Thursday, June 6, 2013

Playing with text file data in Python: Building SQL delete statements from unstructured data

Yesterday I played around with excel files to build SQL update statements and today I got an opportunity do similar stuff, but this time I got the text file that had column names in the first line and values in following lines separated by spaces. The goal is delete a bunch of records from a table based on the eventids etc. It looks like this:



First, you need to open the file to read it.

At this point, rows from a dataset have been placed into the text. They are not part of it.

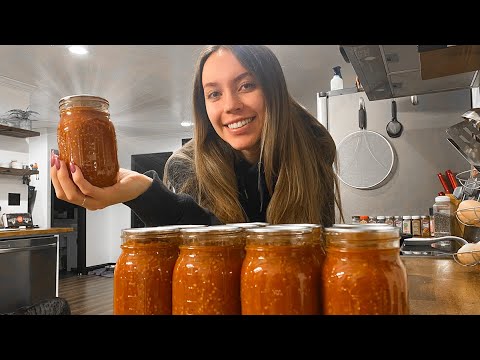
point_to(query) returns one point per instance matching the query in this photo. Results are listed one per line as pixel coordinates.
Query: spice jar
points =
(86, 137)
(206, 276)
(279, 274)
(142, 283)
(363, 273)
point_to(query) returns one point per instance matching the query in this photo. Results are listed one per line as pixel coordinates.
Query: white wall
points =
(475, 97)
(13, 96)
(104, 226)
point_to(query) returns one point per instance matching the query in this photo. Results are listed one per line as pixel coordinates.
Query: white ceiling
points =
(148, 86)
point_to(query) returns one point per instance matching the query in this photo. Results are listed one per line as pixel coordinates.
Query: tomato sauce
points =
(363, 273)
(143, 272)
(279, 272)
(206, 277)
(87, 137)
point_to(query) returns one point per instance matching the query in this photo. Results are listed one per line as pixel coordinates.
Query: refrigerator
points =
(383, 175)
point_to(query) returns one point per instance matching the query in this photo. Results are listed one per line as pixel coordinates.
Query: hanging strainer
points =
(365, 158)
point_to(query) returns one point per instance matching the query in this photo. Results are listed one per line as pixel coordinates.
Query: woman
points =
(256, 154)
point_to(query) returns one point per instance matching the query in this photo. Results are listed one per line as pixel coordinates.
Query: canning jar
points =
(279, 273)
(206, 276)
(86, 136)
(363, 273)
(142, 282)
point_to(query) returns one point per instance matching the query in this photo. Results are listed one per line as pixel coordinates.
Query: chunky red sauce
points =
(279, 280)
(87, 137)
(206, 280)
(364, 279)
(143, 278)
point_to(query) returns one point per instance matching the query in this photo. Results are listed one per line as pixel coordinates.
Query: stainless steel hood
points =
(391, 71)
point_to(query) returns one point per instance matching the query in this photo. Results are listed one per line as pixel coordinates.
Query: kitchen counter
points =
(7, 234)
(441, 286)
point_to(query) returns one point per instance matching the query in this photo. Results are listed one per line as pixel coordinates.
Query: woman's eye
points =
(213, 95)
(248, 86)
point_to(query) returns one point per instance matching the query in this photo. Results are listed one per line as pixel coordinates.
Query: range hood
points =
(391, 71)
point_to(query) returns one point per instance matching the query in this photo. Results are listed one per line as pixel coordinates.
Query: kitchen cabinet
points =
(17, 132)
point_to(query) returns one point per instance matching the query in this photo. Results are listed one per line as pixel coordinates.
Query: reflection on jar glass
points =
(363, 273)
(279, 272)
(206, 277)
(86, 136)
(143, 272)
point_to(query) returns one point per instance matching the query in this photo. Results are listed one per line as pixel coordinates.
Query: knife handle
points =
(444, 183)
(452, 179)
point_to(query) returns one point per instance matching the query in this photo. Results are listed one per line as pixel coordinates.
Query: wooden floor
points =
(87, 294)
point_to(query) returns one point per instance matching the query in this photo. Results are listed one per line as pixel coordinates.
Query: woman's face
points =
(235, 103)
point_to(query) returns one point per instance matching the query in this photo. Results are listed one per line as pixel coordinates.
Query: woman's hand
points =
(79, 191)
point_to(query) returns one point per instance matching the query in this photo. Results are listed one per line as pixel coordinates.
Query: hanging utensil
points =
(365, 157)
(394, 127)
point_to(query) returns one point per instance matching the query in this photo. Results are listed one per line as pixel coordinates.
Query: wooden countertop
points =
(33, 232)
(442, 287)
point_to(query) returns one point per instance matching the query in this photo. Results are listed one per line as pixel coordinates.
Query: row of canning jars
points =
(260, 269)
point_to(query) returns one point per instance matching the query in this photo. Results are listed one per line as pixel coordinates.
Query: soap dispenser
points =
(337, 82)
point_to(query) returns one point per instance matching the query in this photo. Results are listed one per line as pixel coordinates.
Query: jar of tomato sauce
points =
(206, 277)
(279, 272)
(363, 273)
(142, 283)
(86, 136)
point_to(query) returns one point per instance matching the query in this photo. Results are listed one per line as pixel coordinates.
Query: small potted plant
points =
(19, 118)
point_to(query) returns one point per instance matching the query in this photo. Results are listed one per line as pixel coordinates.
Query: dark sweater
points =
(159, 206)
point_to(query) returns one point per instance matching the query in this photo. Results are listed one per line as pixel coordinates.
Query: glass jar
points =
(206, 277)
(87, 137)
(363, 273)
(279, 272)
(443, 216)
(142, 282)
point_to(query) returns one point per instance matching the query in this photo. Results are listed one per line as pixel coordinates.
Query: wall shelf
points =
(17, 132)
(24, 173)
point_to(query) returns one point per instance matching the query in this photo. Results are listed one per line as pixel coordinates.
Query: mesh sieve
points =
(365, 159)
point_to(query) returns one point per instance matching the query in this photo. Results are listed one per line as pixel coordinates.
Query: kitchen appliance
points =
(15, 220)
(465, 137)
(392, 71)
(28, 271)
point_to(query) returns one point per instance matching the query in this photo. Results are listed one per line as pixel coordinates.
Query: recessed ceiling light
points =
(186, 123)
(78, 49)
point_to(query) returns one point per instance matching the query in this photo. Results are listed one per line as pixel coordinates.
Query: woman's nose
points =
(232, 102)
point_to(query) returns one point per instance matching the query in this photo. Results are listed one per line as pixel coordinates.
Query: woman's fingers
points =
(95, 197)
(71, 191)
(53, 174)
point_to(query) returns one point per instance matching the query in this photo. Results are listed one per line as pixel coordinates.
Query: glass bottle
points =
(142, 283)
(279, 273)
(363, 273)
(86, 136)
(206, 276)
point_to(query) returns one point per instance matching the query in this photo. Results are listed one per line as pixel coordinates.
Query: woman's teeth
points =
(240, 124)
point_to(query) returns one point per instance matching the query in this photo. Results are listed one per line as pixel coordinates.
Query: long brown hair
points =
(295, 149)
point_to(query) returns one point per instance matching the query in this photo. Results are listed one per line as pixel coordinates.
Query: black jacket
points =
(159, 206)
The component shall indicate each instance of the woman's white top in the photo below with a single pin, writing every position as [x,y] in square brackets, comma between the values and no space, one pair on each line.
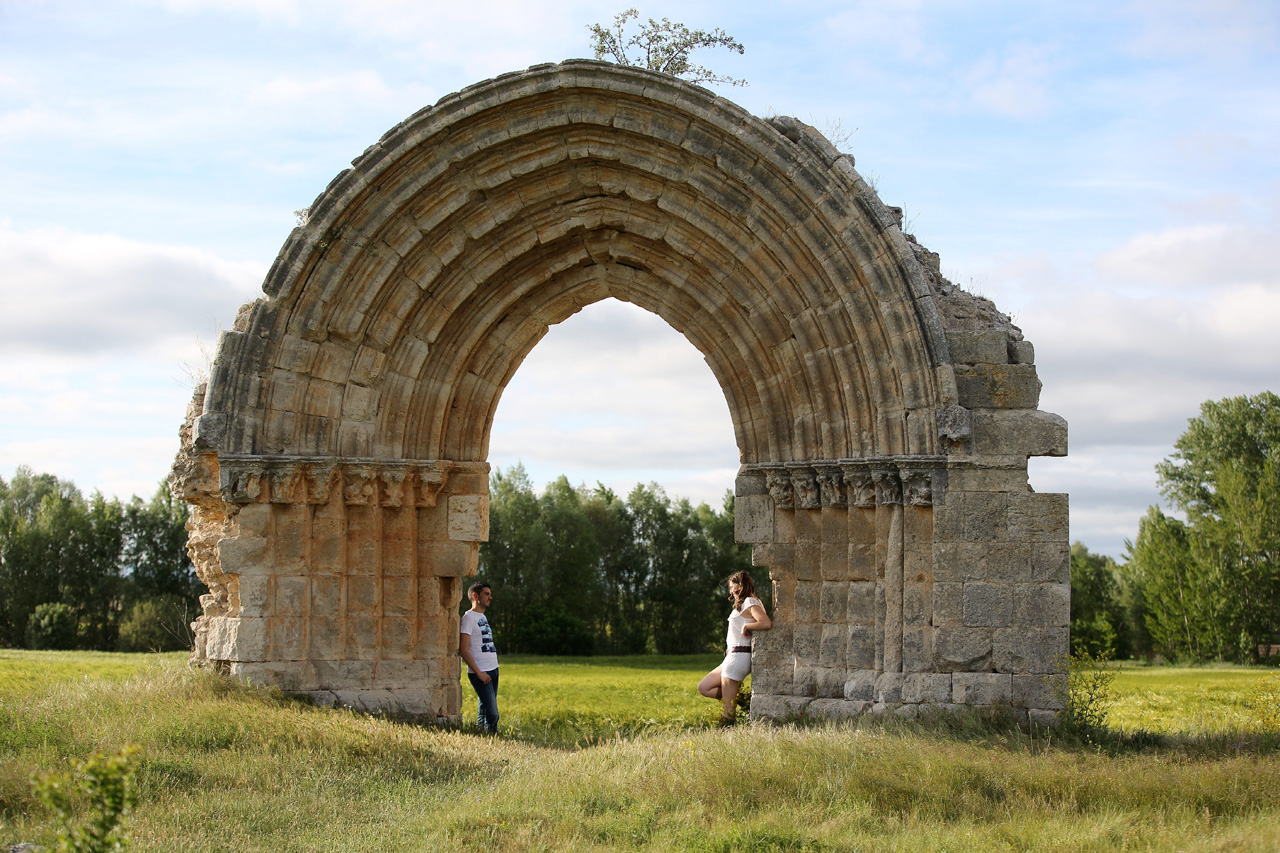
[736,620]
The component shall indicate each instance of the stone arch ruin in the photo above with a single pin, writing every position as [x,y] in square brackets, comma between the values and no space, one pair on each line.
[337,456]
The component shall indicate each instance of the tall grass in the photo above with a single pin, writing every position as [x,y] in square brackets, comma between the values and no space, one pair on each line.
[620,756]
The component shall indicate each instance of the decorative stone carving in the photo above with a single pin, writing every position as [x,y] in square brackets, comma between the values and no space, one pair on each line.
[804,483]
[778,482]
[831,482]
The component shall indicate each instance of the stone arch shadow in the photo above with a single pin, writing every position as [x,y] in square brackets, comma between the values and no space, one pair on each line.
[336,457]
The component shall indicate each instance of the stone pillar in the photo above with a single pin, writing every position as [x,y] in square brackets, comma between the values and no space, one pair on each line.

The rb argument is to open the file for reading in binary mode in windows.

myFile = open("D:\Scripts\deldata.txt", "rb")

I initially tried to find the number of lines in the text file thinking this might be useful while iterating through the lines and when trying to make a list out of these . I know, you could just open the text file in notepad++ and look at the end of the document, but where is the fun in that? So this is what I came up with.

myFile = open("D:\Scripts\deldata.txt", 'rb')
i = 0
for line in enumerate(myFile):
    i += 1
print i

I know that totally sucks. May be there a more elegant way?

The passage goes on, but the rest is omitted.